In the background of the “What a great project!” chatter is another running thought: “Don’t talk about it.”
Countless people have contacted me to talk about how they love the idea of The Tiara Project. When asked if they have a story to share or if they would like to wear a tiara, they often very quickly backed off. “Oh no, nothing I want to talk about. No, I wouldn’t want anyone to look at me differently. No, I don’t want people to think I have anything wrong with me.”
Another response has been, “This isn’t really something we should talk about, is it?”
I get it. Memories are hard. Looking back at a past you put into a grave isn’t something many want to do. Putting away the “I’m fine!” mask you’ve been wearing isn’t a decision to be taken lightly. I have had to wrestle with these things for years, but I choose to keep putting fear behind me because I believe we have to speak out and share. I believe we have to keep walking in the shoes we once walked in, to remember just a little so we can help others currently walking in their own shoes of abuse.
Domestic Violence Awareness Month is often lost behind Breast Cancer Awareness. Pink cancels out purple. People would rather talk about saving the breasts than saving people they assume should save themselves with better decisions. Again, I get it. Breast talk is easier than talk of being raped or punched in the face or Grandpa putting his hands where they don’t belong. But at the heart of breast talk is saving lives. And in the same way, at the heart of domestic violence talk is saving lives. Judgments can be made all day long about people who stay in abusive relationships, but if you’ve never walked even a step in their shoes, you may never get it – the fear, the doubt, the pain.
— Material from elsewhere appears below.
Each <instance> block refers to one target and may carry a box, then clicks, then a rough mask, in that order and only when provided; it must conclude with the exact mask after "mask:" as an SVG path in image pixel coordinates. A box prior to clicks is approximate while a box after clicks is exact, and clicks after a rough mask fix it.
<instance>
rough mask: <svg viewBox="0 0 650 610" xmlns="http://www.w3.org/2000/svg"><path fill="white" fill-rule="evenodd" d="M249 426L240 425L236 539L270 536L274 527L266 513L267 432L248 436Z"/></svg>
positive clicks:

I don’t know what it’s like to have breast cancer. I’ve never stared down the barrel of death, not knowing if I would be another lost or another survivor. But I have stared down death in the form of violence. And I can tell you this much: There isn’t the same support system in place for violence as there is for breast cancer; there isn’t the same rallying of love and camaraderie; and there certainly isn’t the same odds of survival. Violence can be lifelong or come on suddenly, ending a life just as suddenly. You don’t often see rape coming. You don’t always see that a button has been pushed before you find yourself cowering in a corner, protecting your face from fists. And you certainly don’t get regular checkups to be sure abuse isn’t about to happen to you.
We have to talk more about abuse, violence, rape, molestation, emotional pain, mental control, and all the things that come with. We have to take our stories out of the closet and share them. We have to open up and not allow shame to fill our hearts and minds — not as the victim, nor when looking at a victim.
I pray you never know what it’s like to walk in the shoes of a victim, to know that pain, but if you do, I hope you’ll land in supportive arms, see faces that believe you and love you and will get you through. Domestic Violence Awareness Month is simply a month…but awareness should be every single day. Don’t look away from those who are hurting just because the subject isn’t comfortable. Don’t close your eyes because you’d rather not know. And please don’t keep silent if it’s happening to you.
If we can openly talk about breasts, we can openly talk about violence. Let’s do something!